This is the FINAL blog post I will have to write. Unbelievable. How does time pass so fast? I can’t believe this semester is just about over. All that’s left is finals, and then we’re home for Christmas! I hope everyone has a good break and good luck on your finals!
This last post is about the readings I mentioned earlier this week. Basically, I’m going to talk more about this idea of work and play being intertwined. Professor Anable showed us some interesting examples of this. Some companies are developing video games that double as work training. One example was Cold Stone Creamery’s ice cream serving game. It is designed to teach employees about portions and math skills needed to work in their stores. Other companies have done this as well. Another example she showed us that combines work and play is the Google office in Zurich. Its design is very different from a traditional office. One part of the office is designed with ski chalet type cubicles and fake snow on the ground. In another area there is a slide to go down to another floor.
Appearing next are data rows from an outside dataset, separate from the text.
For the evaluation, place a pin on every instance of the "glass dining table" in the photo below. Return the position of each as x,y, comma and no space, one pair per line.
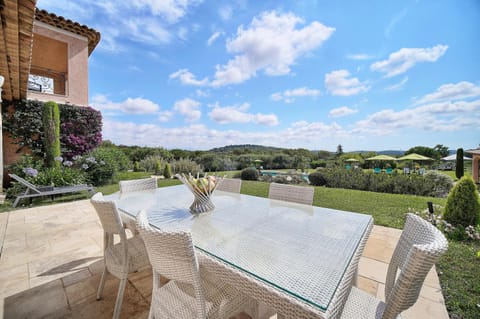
293,257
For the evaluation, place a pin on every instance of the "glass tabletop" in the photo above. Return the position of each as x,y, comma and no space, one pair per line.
302,250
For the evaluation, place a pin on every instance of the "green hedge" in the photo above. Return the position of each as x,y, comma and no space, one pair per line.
80,127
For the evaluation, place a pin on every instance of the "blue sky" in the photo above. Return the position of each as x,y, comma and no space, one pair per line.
199,74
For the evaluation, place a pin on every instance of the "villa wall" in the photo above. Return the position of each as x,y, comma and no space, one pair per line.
45,55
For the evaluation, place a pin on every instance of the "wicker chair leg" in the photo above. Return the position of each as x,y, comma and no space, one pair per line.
118,304
102,284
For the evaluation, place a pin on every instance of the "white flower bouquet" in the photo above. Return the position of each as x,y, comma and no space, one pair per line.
202,189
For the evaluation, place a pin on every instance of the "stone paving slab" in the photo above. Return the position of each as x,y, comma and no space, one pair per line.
51,263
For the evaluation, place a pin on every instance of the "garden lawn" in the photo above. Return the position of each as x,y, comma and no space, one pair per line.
459,268
387,209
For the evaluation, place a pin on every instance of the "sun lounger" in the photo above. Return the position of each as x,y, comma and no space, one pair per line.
38,191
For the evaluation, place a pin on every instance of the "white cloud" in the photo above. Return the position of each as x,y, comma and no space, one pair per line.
165,116
239,114
187,78
338,83
189,109
341,111
201,93
441,116
130,105
271,43
452,92
146,30
401,61
225,13
360,56
214,37
171,10
288,96
300,134
397,86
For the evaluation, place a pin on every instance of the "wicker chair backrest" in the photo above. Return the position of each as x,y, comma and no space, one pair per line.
419,247
171,253
108,214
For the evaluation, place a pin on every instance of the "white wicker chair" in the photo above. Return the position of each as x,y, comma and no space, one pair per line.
291,193
136,185
120,259
232,185
419,247
191,292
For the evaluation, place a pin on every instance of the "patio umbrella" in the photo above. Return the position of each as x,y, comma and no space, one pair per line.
414,157
453,157
381,158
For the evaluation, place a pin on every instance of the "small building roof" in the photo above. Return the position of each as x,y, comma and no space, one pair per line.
16,32
473,152
60,22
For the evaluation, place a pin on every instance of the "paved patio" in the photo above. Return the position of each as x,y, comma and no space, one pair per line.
51,261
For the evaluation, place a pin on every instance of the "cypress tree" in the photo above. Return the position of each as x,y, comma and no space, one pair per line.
459,165
51,128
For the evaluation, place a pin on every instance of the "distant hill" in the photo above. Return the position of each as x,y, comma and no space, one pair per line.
386,152
392,152
252,147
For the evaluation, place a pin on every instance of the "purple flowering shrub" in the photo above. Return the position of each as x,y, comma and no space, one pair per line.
80,128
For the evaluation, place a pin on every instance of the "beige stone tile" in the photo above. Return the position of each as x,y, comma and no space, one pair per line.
48,300
16,217
61,265
75,277
133,306
17,242
96,267
13,280
425,308
82,291
378,249
368,285
372,269
381,292
432,279
142,281
386,231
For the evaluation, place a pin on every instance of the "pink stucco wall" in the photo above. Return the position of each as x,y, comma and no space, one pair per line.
77,78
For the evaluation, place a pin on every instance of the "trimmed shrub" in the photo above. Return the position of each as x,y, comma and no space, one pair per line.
80,127
431,184
51,130
442,183
250,174
459,164
167,171
101,164
317,179
462,206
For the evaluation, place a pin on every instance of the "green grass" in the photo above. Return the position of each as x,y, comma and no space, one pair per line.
459,271
387,209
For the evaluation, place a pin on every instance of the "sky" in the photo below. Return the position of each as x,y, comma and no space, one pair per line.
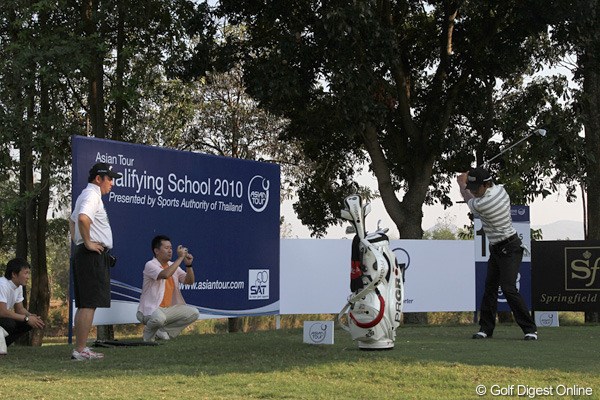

It seems like all this fun would distract employees when they should be doing work. The point Professor Anable made is that this is actually designed to keep them at work. Sure, they may get distracted for a few minutes during the day, but they will be more willing to stay longer at work if they think of it as fun. In other words, Google is making sure their employees don’t get too disgruntled.
This is an interesting concept, incorporating play into work. I think somebody else in class mentioned how this is not necessarily a new idea. I agree. Many games that we play as kids are based on real life, so from a young age we use games as a sort of training for real life. Therefore, it is not much of a stretch to use video games when we’re older to teach us how to work better. If companies use video games as training, workers are probably going to be more excited about work, which means they are probably also going to be more productive. They are probably also more likely to absorb the information if it is in a familiar and enjoyable format like video games.
Perhaps we could use this idea to make schoolwork more enjoyable as well, such as for learning languages. I found a website for a company that has developed a video game-like program called Tactical Language. It teaches languages and cultural etiquette, gestures, etc. through a 3D video game. It is used especially by the military, and only has a few languages available, such as Arabic and French. However, this could be employed in the classroom or at least as a supplement to classroom learning in order to make learning more interesting and interactive.
As far as work goes, I like the idea of using video games because I like to play video games just like everyone else. Especially based on how popular games are with current generation, it seems like a smart idea for companies to integrate play into work. I guess we’ll see how far the idea goes.